Clocking it at a spry 62 minutes on Amazon Prime, The Most Dangerous Game is a rather splendid blast from the past, a vigorous thriller that belies its age and offers a solid mix of humour, thrills and even politics. Irving Pichel and Ernest B Schoedsack’s film is often mentioned in the light of King Kong and early horror, but it stands on its own as an example of good storytelling; the opening shot, or a beast holding a relining woman in its arms, is ingeniously revealed to be a ornate door-knocker, a delicious visual joke that sets the right tone.
Things start slow with a lengthy introduction to Bob (Joel McCrea) and adventurer who finds himself on-board a luxury yacht which seems to be unexpectedly off-course somewhere in the waters of South America. After a long series of getting-to-know-you expeditionary chats, a few short seconds see the boat smashed onto rocks and Bob gets washed up at the castle of Count Zaroff (Leslie Banks).

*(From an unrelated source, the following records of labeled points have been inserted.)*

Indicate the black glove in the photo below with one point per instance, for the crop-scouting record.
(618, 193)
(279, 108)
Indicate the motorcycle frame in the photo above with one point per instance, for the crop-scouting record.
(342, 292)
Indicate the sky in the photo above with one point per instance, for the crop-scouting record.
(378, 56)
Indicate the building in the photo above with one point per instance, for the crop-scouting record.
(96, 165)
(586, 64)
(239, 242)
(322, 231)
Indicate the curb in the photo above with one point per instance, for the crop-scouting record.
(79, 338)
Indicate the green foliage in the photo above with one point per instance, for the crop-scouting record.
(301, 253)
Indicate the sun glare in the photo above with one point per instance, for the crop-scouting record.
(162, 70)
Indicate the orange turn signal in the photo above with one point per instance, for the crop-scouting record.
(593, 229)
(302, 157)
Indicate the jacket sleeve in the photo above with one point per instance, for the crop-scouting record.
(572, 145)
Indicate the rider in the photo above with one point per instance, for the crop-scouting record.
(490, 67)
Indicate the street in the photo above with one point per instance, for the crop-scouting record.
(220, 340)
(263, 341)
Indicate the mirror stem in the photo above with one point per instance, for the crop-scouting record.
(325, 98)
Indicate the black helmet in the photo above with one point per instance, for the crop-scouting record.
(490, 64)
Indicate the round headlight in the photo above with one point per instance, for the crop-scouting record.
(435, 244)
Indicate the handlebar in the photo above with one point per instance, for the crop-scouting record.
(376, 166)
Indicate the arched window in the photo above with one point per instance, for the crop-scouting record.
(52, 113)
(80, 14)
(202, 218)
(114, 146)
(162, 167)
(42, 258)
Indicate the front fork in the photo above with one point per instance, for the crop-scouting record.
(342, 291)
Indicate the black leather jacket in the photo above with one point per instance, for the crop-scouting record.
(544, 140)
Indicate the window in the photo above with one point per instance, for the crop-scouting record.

As often in 1930’s film, we get straight into dinner-party and cocktails mode, but Bob notices something awry with the Count’s other guest, Eve (Fay Wray), who says the other members of her party have gone missing. Before Bob can sort things out, the Count announces that he’s planning a deadly game of hide and seek, with Bob and Eve as the prey. Fortunately, Bob is made of sterner stuff, and is a good match for the Count, his henchmen, his dogs and his manservant
Zaroff’s game of ‘outdoor chess’ is a novel one, and feeds into everything from Hostel to The Hunger Games. His philosophy is explored in detail, and his lack of humanity is evident from the outset. This is pre-Code Hollywood, and it’s quite shocking to see how tough Bob is, dispatching Zaroff’s dogs with casual ease. And it’s fun to see the leading players of King Kong (Wray, Robert Armstrong) and some very familiar sets used to evoke Zaroff’s island; while it doesn’t have the same majesty, The Most Dangerous Game is clearly cut from the same cloth.
The Most Dangerous Game is better known by reputation rather than exposure; this variable print on Prime strobes badly at times, and scenes by candlelight took like they were shot in a techno-nightclub. But it’s probably as good as the film can look outside of blu-ray; film historians and thrill-seekers would do well to get a shot of this dangerous, exciting game.